La era de los balcones

8:49 Fran Ibáñez Gea 1 Comments


 Cuando marzo camina hacia su equinoccio, me asalta el recuerdo de un tiempo en el que los hogares y la vista de una sola calle eran todo el mundo físico que percibíamos. Cuando ir a comprar lo imprescindible se debía ir solo y parecía ser causa de riesgo mortal. Y no olvidar el ticket, pues servía de salvoconducto si te preguntaban el motivo de tu salida. Regresar restregando en un trapo húmedo para limpiar cada producto, después de quitarnos zapatos, mascarilla y dejar la ropa con la que salimos en la entradita. Bajar al tranco era un simulacro de estar en la luna. En aquellos largos días percibimos la calma en plena tensión por echarle un pulso a una muerte invisible, que por una minúscula desatención parecía penetrar en ti y pasarte factura. 

Los hogares conformaron nuestros mejores barracones. Mientras los laboratorios y los hospitales estaban en la primera fila de la guerra, indagando la vacuna de la salvación, los medios daban el parte de decesos e infectados, incubándonos una neurosis crónica. Un Fernando Simón perenne. El ejército se desplegó para desinfectar calles, plazas y parques, que quedaron desalojados de niños. Las playas se cerraron. El resto estábamos manteniendo nuestros niveles de civismo y humanidad con altas dosis de cultura. Extensible puede ser a esta realidad aquella frase de Ana María Matute: "la literatura es el faro salvador de muchas de mis tormentas". Volvimos a darnos tiempo para ver cine, series, escuchar música y podcast, hacer ejercicio en casa, seguir a coaches e influencers que nos entretuvieran; optamos por encontrar nuestra hora para la meditación y probar el yoga. Seguimos desarrollando habilidades creativas y culinarias. La gente hacía pan. La capa de ozono se curó. "Quédate en casa" recordaban. De pronto, pasamos revista a nuestra agenda de amigos y conocidos, y optamos por escribirles y llamarles. Nos veíamos a través de la pantalla más que nunca. Era la era de los balcones

Pero poco a poco se iba gestando una fobia al tocarnos, al dejar que el aire corra ampliamente entre nosotros. A almohadillar nuestra soledad y engalanarla de refugio. Había quien disentía, y en ese esfuerzo de rebeldía mal llevada, la conclusión se traducía en más cifras de infectados y encamados. Se trapicheaba por todos lados. Para cuando optaron por dejarnos libres por turnos, ya había cuajado la primavera. Si las iglesias debían estar vacías, sus plazuelas estaban llenas de cantos en aquel mayo de flores a la virgen. 

Todo eso lo vivimos, por escrupulosa unanimidad. Ahora, dos años después y tres dosis de vacuna en sangre, parece que nos deshicimos del engorro de las cuarentenas, que declaramos el fin de la pandemia, que la mascarilla cumple un protocolo obsoleto.
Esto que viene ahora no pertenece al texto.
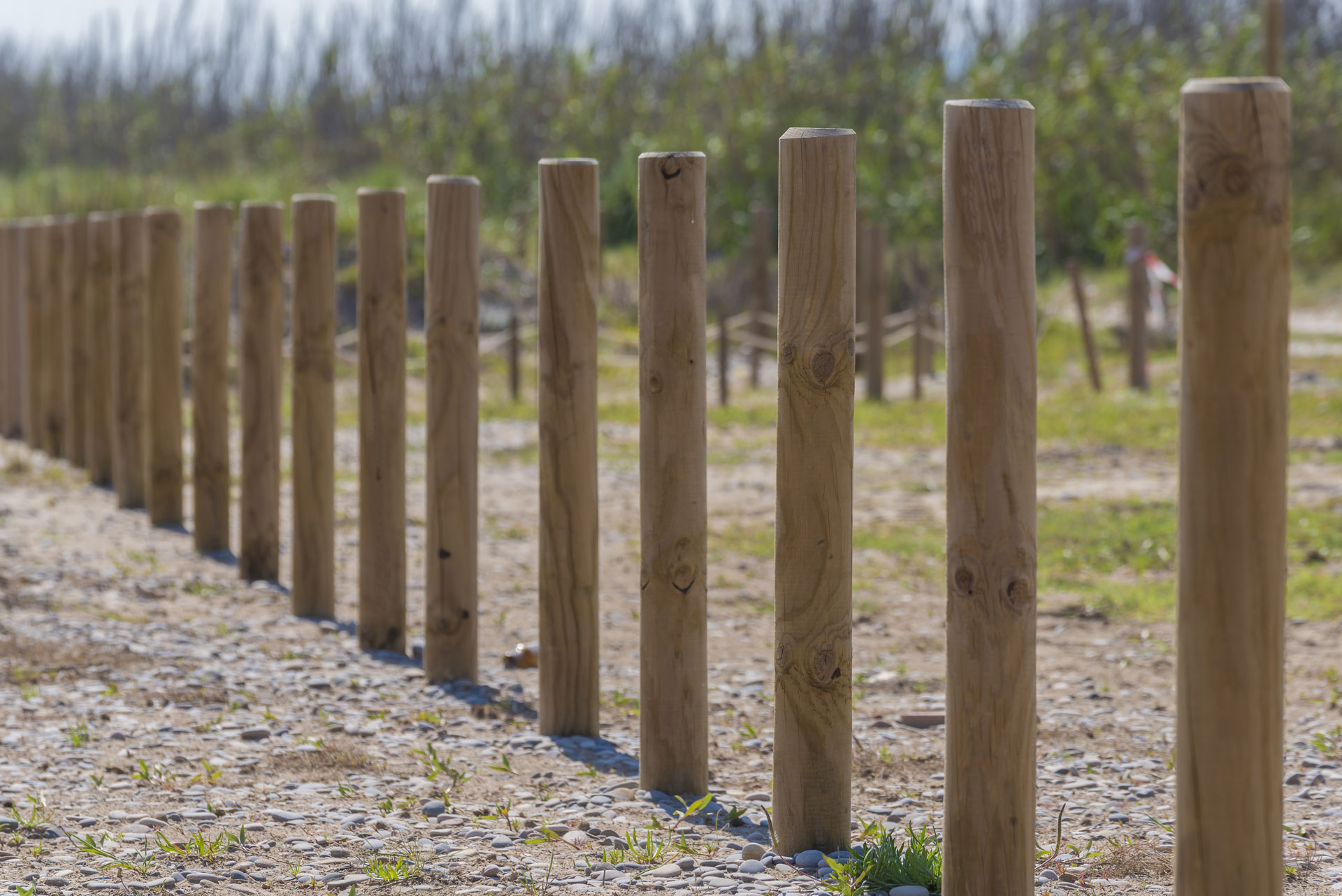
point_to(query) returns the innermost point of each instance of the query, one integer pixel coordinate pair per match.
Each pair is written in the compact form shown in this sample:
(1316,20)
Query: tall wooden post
(570,277)
(313,592)
(55,344)
(452,319)
(77,338)
(875,298)
(672,481)
(128,357)
(990,250)
(100,414)
(1235,252)
(818,256)
(210,470)
(382,420)
(761,235)
(262,324)
(1074,271)
(1139,299)
(164,366)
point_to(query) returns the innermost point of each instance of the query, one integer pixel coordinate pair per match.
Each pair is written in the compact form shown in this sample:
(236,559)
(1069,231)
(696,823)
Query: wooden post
(77,338)
(875,312)
(723,361)
(818,255)
(210,470)
(453,322)
(102,297)
(55,344)
(164,365)
(315,407)
(382,420)
(1074,271)
(128,359)
(570,277)
(761,233)
(1139,299)
(990,250)
(1235,251)
(14,349)
(1273,11)
(672,481)
(262,324)
(34,293)
(514,356)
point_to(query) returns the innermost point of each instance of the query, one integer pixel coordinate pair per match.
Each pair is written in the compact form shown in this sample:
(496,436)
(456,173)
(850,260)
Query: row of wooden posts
(112,391)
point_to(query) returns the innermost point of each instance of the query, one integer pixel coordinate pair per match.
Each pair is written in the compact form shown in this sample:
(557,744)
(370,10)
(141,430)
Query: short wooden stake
(1074,271)
(818,256)
(313,592)
(990,249)
(382,420)
(164,365)
(262,312)
(452,321)
(672,481)
(761,236)
(1139,299)
(55,340)
(128,359)
(723,361)
(77,338)
(101,297)
(1235,251)
(34,287)
(875,278)
(210,470)
(570,277)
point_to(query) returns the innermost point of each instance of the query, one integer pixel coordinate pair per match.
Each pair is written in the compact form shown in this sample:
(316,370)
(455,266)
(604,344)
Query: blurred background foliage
(185,110)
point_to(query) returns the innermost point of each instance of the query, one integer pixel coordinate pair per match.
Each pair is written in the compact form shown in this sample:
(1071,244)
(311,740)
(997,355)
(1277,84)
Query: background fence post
(818,256)
(102,293)
(453,324)
(570,277)
(313,427)
(1235,235)
(164,365)
(990,802)
(210,472)
(128,357)
(672,479)
(262,322)
(382,420)
(77,340)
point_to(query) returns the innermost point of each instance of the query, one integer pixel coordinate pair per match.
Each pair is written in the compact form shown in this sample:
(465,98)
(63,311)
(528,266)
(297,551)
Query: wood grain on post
(382,420)
(34,291)
(1139,299)
(77,338)
(570,278)
(164,365)
(262,325)
(452,321)
(1074,271)
(128,359)
(672,475)
(990,251)
(100,410)
(875,298)
(761,233)
(55,342)
(313,592)
(1235,263)
(210,470)
(818,255)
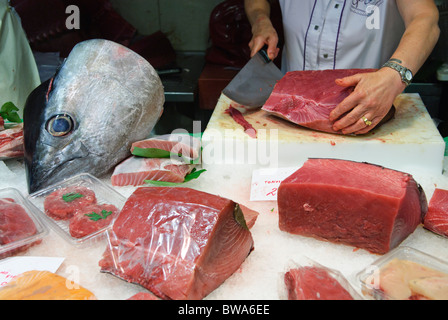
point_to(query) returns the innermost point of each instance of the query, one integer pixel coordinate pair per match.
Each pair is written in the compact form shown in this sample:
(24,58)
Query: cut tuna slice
(135,170)
(63,203)
(436,219)
(178,243)
(168,145)
(353,203)
(313,283)
(15,226)
(307,97)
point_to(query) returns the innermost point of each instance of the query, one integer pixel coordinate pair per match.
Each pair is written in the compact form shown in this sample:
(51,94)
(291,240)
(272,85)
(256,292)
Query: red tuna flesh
(307,97)
(178,243)
(436,219)
(135,170)
(313,283)
(63,203)
(15,225)
(91,219)
(358,204)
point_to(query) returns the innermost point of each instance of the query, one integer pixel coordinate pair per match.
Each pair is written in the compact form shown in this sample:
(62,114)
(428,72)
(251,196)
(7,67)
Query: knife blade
(254,83)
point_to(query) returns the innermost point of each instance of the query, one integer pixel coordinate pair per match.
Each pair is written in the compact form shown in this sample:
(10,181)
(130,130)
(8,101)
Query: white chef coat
(339,34)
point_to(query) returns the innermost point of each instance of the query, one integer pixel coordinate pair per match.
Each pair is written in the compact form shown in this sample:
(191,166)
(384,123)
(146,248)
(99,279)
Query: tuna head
(84,120)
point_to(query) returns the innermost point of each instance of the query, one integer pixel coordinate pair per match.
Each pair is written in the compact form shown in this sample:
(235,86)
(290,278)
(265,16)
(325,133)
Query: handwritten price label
(265,183)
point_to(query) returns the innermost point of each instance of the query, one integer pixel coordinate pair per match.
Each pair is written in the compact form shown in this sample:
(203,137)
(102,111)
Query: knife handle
(264,53)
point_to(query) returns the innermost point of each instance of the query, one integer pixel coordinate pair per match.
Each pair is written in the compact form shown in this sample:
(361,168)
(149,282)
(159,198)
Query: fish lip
(44,178)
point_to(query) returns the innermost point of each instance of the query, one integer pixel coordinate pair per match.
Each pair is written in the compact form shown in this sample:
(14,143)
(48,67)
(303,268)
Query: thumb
(350,81)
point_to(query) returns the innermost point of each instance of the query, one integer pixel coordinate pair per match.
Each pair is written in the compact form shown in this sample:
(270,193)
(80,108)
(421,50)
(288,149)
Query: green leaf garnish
(69,197)
(152,153)
(194,174)
(95,216)
(239,216)
(8,111)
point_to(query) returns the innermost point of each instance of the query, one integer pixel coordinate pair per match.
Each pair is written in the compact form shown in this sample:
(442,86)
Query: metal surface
(252,86)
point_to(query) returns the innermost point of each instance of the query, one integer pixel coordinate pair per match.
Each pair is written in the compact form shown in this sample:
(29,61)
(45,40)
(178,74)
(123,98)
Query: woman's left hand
(370,101)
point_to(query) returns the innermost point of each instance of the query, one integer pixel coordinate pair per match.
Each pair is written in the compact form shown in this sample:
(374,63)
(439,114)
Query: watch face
(408,75)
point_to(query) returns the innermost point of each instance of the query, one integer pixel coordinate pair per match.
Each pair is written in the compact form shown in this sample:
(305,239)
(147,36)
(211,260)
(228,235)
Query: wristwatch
(405,73)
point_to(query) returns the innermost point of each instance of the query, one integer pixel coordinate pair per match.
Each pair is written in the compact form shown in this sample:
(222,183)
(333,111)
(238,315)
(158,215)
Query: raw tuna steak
(178,243)
(307,97)
(63,203)
(135,170)
(313,283)
(353,203)
(168,145)
(436,219)
(91,219)
(15,225)
(11,142)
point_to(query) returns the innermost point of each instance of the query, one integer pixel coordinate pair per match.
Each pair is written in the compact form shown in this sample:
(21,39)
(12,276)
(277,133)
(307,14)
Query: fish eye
(60,125)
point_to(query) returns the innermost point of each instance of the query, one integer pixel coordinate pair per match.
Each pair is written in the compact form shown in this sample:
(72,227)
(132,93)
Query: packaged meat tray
(405,274)
(80,208)
(20,227)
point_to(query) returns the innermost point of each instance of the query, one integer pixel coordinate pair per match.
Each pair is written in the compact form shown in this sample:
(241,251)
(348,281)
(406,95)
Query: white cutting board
(410,142)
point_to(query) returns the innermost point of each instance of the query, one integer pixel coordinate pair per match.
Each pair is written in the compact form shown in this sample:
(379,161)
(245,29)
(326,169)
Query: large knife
(254,83)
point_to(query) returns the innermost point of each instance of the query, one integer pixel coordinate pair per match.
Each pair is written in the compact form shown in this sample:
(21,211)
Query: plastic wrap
(405,274)
(134,171)
(44,285)
(11,141)
(436,219)
(308,280)
(178,243)
(74,207)
(20,227)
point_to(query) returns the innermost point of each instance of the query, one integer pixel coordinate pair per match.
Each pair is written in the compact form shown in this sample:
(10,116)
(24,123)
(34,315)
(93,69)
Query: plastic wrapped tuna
(353,203)
(178,243)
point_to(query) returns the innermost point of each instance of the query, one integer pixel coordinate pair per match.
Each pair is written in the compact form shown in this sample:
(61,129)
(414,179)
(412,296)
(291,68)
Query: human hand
(263,33)
(372,98)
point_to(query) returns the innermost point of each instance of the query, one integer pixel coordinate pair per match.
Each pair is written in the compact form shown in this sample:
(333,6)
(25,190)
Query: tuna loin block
(353,203)
(177,242)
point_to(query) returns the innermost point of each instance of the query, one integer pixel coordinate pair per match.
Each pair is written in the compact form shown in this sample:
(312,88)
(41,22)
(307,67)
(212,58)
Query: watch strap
(403,71)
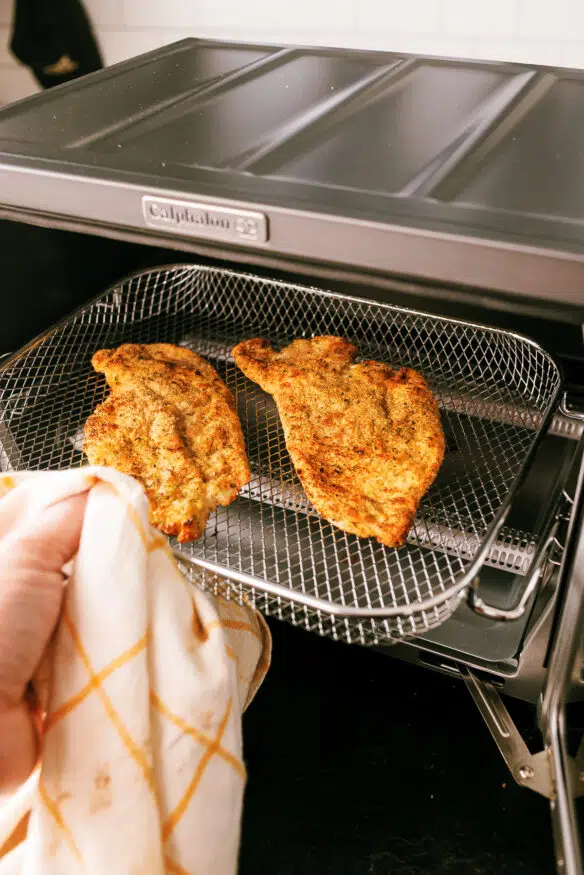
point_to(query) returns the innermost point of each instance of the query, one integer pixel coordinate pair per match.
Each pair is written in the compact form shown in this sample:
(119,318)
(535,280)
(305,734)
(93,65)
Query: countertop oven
(430,209)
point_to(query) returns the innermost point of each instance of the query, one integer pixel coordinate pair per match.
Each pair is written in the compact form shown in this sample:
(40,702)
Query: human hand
(31,591)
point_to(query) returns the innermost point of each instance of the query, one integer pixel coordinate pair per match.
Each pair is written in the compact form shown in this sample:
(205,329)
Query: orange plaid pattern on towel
(142,765)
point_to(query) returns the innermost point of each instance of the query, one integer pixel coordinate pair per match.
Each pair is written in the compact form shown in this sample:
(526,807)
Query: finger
(50,540)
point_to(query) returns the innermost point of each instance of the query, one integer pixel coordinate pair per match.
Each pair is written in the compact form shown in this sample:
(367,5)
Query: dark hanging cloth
(55,39)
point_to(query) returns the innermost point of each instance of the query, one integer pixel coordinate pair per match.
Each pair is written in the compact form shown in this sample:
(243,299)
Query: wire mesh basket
(496,391)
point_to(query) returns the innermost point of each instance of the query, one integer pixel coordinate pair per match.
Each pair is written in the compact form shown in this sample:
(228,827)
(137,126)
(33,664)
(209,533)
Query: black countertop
(357,763)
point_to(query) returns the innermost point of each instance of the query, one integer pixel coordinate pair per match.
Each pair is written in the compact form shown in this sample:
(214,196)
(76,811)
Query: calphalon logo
(203,220)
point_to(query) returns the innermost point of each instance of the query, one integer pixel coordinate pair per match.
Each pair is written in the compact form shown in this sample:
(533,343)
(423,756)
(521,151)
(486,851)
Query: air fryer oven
(352,191)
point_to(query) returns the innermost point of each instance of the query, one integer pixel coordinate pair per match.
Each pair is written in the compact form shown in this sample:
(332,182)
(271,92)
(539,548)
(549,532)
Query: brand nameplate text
(204,220)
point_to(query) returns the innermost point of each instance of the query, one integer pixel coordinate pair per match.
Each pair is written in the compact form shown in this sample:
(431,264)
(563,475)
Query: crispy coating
(170,422)
(366,440)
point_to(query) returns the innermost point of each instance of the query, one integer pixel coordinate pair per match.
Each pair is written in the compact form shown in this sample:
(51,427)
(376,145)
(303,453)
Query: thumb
(31,589)
(47,542)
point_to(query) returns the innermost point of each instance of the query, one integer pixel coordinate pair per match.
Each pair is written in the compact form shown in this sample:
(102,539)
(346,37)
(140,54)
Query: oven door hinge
(531,770)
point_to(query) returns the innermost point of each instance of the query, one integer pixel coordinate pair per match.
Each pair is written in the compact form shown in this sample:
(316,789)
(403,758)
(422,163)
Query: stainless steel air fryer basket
(496,391)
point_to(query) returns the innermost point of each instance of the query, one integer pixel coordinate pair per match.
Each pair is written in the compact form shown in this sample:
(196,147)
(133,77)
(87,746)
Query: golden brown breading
(170,422)
(366,440)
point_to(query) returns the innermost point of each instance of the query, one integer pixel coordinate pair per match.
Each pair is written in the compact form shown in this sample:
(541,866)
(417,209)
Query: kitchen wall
(536,31)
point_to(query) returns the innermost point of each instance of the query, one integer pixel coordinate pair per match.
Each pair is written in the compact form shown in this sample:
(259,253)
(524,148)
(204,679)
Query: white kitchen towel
(141,769)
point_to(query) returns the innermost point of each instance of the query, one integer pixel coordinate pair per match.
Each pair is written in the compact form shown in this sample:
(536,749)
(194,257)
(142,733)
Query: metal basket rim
(295,596)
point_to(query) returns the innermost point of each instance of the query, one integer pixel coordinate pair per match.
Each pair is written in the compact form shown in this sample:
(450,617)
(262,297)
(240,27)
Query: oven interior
(82,241)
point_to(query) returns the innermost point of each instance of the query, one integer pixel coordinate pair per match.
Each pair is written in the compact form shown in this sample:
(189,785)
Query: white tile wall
(530,31)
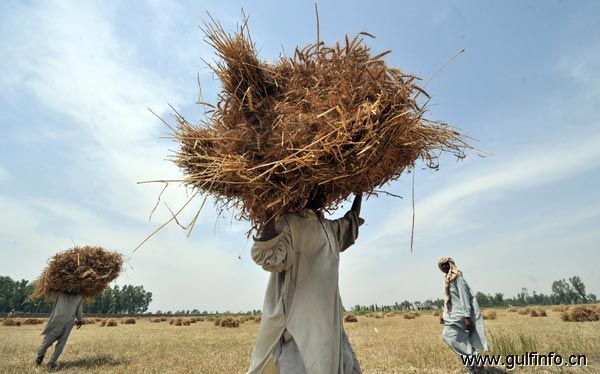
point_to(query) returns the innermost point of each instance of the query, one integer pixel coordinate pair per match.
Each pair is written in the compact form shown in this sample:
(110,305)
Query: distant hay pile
(524,311)
(86,270)
(230,322)
(581,314)
(109,323)
(411,315)
(11,322)
(335,118)
(538,312)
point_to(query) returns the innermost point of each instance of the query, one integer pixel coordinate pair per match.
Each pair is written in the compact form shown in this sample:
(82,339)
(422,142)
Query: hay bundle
(109,323)
(580,314)
(538,313)
(11,322)
(86,270)
(524,311)
(336,118)
(230,322)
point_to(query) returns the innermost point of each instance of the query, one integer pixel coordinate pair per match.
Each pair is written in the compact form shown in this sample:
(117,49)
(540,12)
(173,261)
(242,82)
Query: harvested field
(386,345)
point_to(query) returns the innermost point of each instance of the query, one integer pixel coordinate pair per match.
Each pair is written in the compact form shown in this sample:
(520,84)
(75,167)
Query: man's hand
(468,324)
(269,231)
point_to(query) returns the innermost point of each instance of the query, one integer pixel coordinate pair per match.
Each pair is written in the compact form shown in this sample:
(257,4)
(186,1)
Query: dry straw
(333,118)
(86,270)
(581,314)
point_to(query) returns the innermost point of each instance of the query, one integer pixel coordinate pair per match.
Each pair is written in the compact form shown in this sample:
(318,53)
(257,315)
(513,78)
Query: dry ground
(387,345)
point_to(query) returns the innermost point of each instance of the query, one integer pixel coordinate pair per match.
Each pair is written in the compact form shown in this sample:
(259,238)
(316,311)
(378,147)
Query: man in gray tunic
(301,325)
(463,331)
(65,313)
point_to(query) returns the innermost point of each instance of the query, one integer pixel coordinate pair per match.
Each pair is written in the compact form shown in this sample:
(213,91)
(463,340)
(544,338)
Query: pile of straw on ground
(11,322)
(539,312)
(230,322)
(86,270)
(333,118)
(581,314)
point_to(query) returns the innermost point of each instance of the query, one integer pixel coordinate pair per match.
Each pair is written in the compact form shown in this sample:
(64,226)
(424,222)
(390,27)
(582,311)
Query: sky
(76,136)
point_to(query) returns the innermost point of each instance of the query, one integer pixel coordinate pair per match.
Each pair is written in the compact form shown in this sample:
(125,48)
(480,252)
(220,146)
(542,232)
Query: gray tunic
(463,304)
(302,296)
(66,309)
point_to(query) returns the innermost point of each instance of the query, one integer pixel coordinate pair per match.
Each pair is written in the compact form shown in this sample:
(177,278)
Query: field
(384,345)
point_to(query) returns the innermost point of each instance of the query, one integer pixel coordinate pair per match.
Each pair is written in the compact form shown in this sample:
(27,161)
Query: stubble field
(391,344)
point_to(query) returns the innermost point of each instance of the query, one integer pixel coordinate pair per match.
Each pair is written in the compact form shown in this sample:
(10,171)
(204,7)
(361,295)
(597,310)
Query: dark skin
(468,321)
(315,203)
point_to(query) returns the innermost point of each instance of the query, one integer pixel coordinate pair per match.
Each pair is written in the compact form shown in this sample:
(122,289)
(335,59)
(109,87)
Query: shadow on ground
(92,362)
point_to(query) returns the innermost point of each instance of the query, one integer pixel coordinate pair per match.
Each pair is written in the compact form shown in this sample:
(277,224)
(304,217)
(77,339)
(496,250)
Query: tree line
(571,291)
(16,295)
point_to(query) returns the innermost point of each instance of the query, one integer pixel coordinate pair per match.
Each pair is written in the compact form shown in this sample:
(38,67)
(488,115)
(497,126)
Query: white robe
(302,295)
(463,304)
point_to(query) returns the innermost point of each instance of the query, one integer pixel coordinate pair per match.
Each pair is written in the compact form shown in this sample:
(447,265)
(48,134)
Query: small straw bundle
(86,270)
(335,119)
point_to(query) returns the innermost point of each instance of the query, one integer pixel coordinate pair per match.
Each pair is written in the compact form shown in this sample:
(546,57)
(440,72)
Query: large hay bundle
(334,118)
(86,270)
(580,314)
(11,322)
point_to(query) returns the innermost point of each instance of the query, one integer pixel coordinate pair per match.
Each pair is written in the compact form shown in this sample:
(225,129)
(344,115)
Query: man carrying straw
(463,331)
(302,314)
(66,312)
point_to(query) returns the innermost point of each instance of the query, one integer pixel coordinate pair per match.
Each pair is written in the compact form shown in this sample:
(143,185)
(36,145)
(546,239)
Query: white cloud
(539,165)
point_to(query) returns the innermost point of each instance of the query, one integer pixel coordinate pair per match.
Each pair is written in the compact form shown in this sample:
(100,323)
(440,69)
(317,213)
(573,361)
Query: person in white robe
(301,325)
(464,331)
(66,312)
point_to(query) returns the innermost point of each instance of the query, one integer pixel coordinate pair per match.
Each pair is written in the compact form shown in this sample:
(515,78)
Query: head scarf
(453,273)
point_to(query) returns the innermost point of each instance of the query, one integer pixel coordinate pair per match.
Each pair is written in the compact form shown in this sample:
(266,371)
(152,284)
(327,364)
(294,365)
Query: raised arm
(356,204)
(273,249)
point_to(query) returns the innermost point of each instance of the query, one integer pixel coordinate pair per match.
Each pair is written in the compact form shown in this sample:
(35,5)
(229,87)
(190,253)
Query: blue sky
(75,137)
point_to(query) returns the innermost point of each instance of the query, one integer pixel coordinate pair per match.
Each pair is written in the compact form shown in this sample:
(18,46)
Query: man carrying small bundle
(301,324)
(463,331)
(67,311)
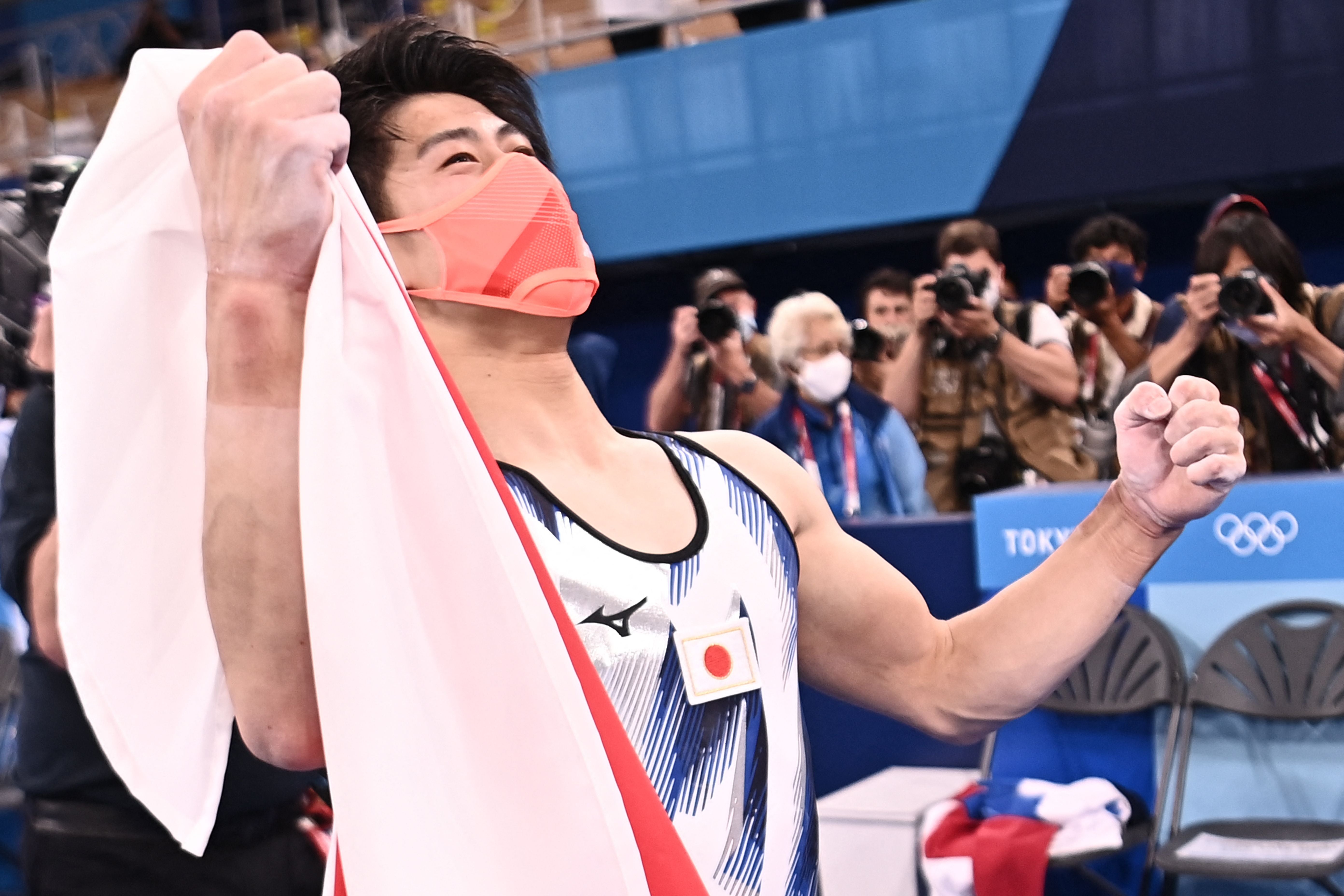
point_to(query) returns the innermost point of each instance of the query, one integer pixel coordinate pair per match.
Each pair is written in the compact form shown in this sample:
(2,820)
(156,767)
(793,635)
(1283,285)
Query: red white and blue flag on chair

Un resquicio de nuestros miedos por la que todavía no queremos desprendernos. Transportes llenos, discotecas hasta la bandera. Terrazas y bares con el aforo completo. Por fuerza de naturaleza, hemos regresado a hacer vida, pero con esa espinita honda clavada en el alma, que si nadie -salvo las familias y contados amigos- se acuerda de la larga lista de fallecimientos, va en nuestra memoria colectiva el percibir esto como un mundo raro donde una sombra alargada no termina de dejarnos disfrutar del sol.